The 3D assembly of the old HW calibration unit can be observed in
Figure 14a, and a section through it is provided in
Figure 14b. The new geometry of the DISA is provided in
Figure 14c without the motor unit 55D42, while an axial section can be observed in
Figure 14d, for a better understanding of the final assembly.
5. Conclusions and Future Work
The reconfiguration of the DISA Type 55D41 calibration wind tunnel has successfully transformed a legacy flow calibration device into a functional and versatile aerodynamic test platform capable of supporting modern experimental techniques, such as PIV (Particle Image Velocimetry), PTV (Particle Tracking Velocimetry), DIC (Direct Image Correlation) [
27], and schlieren imaging [
28].
Preliminary CFD simulations confirmed that the geometric modifications, particularly the inclusion of parallel quartz windows and the resulting narrowing of the test section, do not significantly degrade flow quality. Results showed a uniform, low-turbulence flow field, validating the chamber’s design for accurate aerodynamic measurements. These findings were further supported by experimental validation; pressure measurements in the test channel, obtained via a 2 mm diameter static probe (with a 0.5 mm orifice), closely matched reference values derived from the original calibration curve.
The modular nature of the redesigned test section opens possibilities for a variety of flow diagnostics and probe calibration activities, especially for micro-scale static pressure sensors intended for applications in aerospace, propulsion systems, and micro gas turbines. The tunnel’s adaptability and ability to replicate low-speed, low-turbulence flow conditions make it especially valuable for analyzing probe geometry effects, including tip shape (e.g., conical, ogive), hole placement, and support stem interference.
To validate the performance of the reconstructed aerodynamic tunnel, a 2 mm diameter static pressure probe with a 0.5 mm orifice was positioned along the centerline of the test section. The measured pressure of 55 mmH2O at maximum fan speed closely matched the original DISA calibration curve, confirming the general consistency of the flow. However, this verification was intended as a preliminary check and does not fully capture the behavior of true micro-scale probes (e.g., <0.5 mm diameter).
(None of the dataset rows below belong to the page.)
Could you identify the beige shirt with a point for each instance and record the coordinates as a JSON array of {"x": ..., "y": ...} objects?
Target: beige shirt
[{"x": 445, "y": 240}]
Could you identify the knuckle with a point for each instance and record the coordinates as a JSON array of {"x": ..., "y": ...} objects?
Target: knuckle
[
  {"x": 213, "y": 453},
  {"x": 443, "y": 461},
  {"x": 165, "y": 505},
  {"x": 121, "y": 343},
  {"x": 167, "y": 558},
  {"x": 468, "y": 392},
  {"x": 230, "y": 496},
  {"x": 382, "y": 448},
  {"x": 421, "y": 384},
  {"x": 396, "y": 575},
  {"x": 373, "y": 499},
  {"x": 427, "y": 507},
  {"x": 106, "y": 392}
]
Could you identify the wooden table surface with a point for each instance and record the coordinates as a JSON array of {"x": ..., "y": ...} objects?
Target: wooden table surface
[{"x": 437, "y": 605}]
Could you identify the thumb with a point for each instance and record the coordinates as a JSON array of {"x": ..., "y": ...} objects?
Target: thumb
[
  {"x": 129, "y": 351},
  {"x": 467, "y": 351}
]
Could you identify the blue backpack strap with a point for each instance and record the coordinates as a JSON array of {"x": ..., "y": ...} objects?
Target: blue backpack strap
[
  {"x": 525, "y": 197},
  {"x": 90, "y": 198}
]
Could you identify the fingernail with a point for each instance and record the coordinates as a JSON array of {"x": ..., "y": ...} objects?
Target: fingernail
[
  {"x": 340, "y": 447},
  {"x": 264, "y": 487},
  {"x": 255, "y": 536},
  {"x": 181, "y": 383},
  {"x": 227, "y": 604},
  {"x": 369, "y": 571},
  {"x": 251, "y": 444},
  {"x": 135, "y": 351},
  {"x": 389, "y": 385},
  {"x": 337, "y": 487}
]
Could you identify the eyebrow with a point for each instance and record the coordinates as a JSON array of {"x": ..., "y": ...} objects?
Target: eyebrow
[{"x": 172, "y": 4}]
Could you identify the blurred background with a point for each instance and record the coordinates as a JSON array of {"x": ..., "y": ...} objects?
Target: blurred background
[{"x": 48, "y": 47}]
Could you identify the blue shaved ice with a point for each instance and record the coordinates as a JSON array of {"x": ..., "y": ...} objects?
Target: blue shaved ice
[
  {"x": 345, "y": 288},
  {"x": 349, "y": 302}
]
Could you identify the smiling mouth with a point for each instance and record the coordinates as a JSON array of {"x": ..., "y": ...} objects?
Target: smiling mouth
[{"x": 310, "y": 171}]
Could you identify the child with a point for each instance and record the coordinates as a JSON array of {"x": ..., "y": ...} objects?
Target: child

Future work will focus on establishing calibration curves for such miniature sensors, accounting for potential deviations introduced by probe geometry, tip design, and manufacturing tolerances, as well as the influence of positioning within the test channel.
While the current setup of the reconfigured DISA Type 55D41 wind tunnel is limited to dry, ambient air conditions, its modular design offers a promising foundation for future enhancements aimed at simulating marine environments. By integrating upstream humidification systems or saline aerosol injectors, the apparatus could be adapted to replicate salty or humid wind conditions characteristic of coastal or maritime settings. Such improvements would broaden the tunnel’s applicability, particularly for testing environmental sensors, coatings, or probe performance in corrosion-prone conditions, as demonstrated in prior studies on marine environmental simulation [
27].
In conclusion, the reengineered DISA 55D41 installation now provides a reliable, customizable platform for aerodynamic calibration and investigation capable of supporting advanced experimental methodologies and addressing the precision demands of modern sensor applications.